My overwhelming impression of this one was uncertainty. After a string of circus stories, I was surprised by this one, which didn’t have any identifiable circuses in it for a very long time. Between the rather excessively-long build-up and the large quantity of prolix sentences in this story, I felt like I spent a lot of waiting simply wading through words waiting for the story to start. There was a close encounter with a circus, but then there were equally many, equally slow-moving words on the other side of that encounter, so I just struggled to enjoy it. It didn’t quite make the fairy-tale-esque mark I think the author was shooting for, sadly.
When this story opened with a library and a circus getting married, I didn’t expect it to become an allegory of contemporary hetero marital structures, rife with all the misogyny and patriarchy involved. Let’s just say, parts of this story had rather more realism than fantasy in them!
Emma works in a timetraveling circus, the only life she’s ever known. No one ever leaves the building that houses the circus, because no one ever knows when the circus might decide to up and leave to another time, leaving them stranded where they are forever. But Emma is tired of being trapped, and willing to risk anything to escape.
I thought this was a novel take on the topic, and felt that Kint’s story captured the sinisterness of circuses exceptionally well.

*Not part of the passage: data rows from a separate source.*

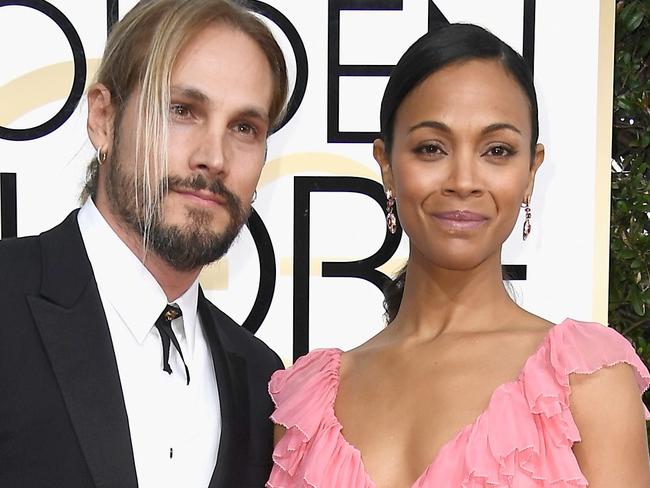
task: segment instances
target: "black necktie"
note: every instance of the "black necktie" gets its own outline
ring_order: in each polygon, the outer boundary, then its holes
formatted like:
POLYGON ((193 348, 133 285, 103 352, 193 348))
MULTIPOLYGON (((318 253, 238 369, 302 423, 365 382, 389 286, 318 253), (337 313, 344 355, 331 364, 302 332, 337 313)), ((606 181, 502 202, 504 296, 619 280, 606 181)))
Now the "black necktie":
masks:
POLYGON ((182 314, 181 310, 171 305, 167 305, 163 313, 160 314, 158 320, 156 320, 156 329, 160 332, 160 340, 162 341, 162 352, 163 352, 163 371, 172 374, 172 368, 169 365, 169 344, 174 344, 174 347, 178 351, 181 359, 183 360, 183 365, 185 366, 185 375, 187 377, 187 384, 190 384, 190 370, 185 363, 185 358, 183 357, 183 352, 181 351, 181 346, 176 339, 176 335, 172 330, 172 320, 180 317, 182 314))

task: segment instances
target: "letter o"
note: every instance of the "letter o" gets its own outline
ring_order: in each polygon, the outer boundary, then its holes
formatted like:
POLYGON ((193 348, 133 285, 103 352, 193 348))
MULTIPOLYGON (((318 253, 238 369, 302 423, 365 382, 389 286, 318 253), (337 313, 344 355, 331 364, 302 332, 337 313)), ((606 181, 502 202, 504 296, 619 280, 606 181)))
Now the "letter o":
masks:
POLYGON ((61 127, 70 118, 81 100, 86 84, 86 55, 81 38, 70 20, 54 5, 45 0, 0 0, 0 7, 29 7, 47 15, 63 31, 68 39, 74 60, 74 80, 68 98, 56 115, 36 127, 28 129, 10 129, 0 126, 0 139, 9 141, 31 141, 38 139, 61 127))
POLYGON ((296 114, 300 104, 302 103, 302 99, 305 97, 305 92, 307 91, 307 78, 309 76, 307 51, 305 49, 305 44, 300 38, 300 34, 298 34, 298 31, 291 21, 287 19, 282 12, 259 0, 249 0, 247 5, 253 12, 263 15, 267 19, 271 20, 282 30, 282 32, 284 32, 284 35, 289 39, 291 49, 293 49, 293 54, 296 57, 296 85, 291 94, 291 98, 289 99, 289 103, 287 104, 287 113, 275 130, 277 132, 296 114))

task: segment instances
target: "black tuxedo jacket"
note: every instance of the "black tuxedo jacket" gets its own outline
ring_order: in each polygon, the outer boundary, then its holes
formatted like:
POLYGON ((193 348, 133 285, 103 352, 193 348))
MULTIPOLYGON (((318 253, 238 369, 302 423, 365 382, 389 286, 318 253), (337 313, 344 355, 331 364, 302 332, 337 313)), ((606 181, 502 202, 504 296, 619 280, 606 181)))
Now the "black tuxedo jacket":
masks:
MULTIPOLYGON (((271 469, 267 382, 282 363, 202 293, 198 307, 222 418, 210 488, 261 488, 271 469)), ((40 236, 0 241, 0 487, 136 486, 115 354, 75 211, 40 236)))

There were bits and parts of the story I really liked — the description “The reality-broken world was dangerous, with so many structures and safeguards failing, and so many people failed to manage themselves or cope or be kind in their new circumstances” felt very real in our post-Covid world — while other parts, especially towards the beginning, I found too disjointed and didactic for my tastes. It wasn’t until the very end of the story that the twist came that made this a distinctive circus story, rewarding the reader for their perseverance.
This was the third circus-themed story I’d read in this issue of LSQ, which prompted me to actually read the editorial — the entire issue is circus-themed, so maybe I should not have been so surprised to be reading so many circus stories!
I liked this one for its wlw storyline, but I felt it was rather lacking on actual story content.
Another circus-themed story in this issue of LSQ — I feel like I’ve been reading a lot of them lately! I enjoyed this one more than some but not as much as others; it seems that it’s hard to do something distinctive with the setting, and I’m not sure this story quite managed it.
Thumbs up for a great title. Another thumbs up for beautiful imagery that made me feel like I was watching a ballet. And because I keep spare thumbs around just for such purposes, a third one for giving me a bittersweet but still hopeful story.
Content note: Physical abuse.
This story took awhile to get going — a lot of imagery and description before anything actually happened — and there was a lot about the story that felt very stereotypical: the young, beautiful, cursed heroine, who is all alone in the world; the circus; the evil circus ring-leader. In the end, it was a bit too ponderous for me.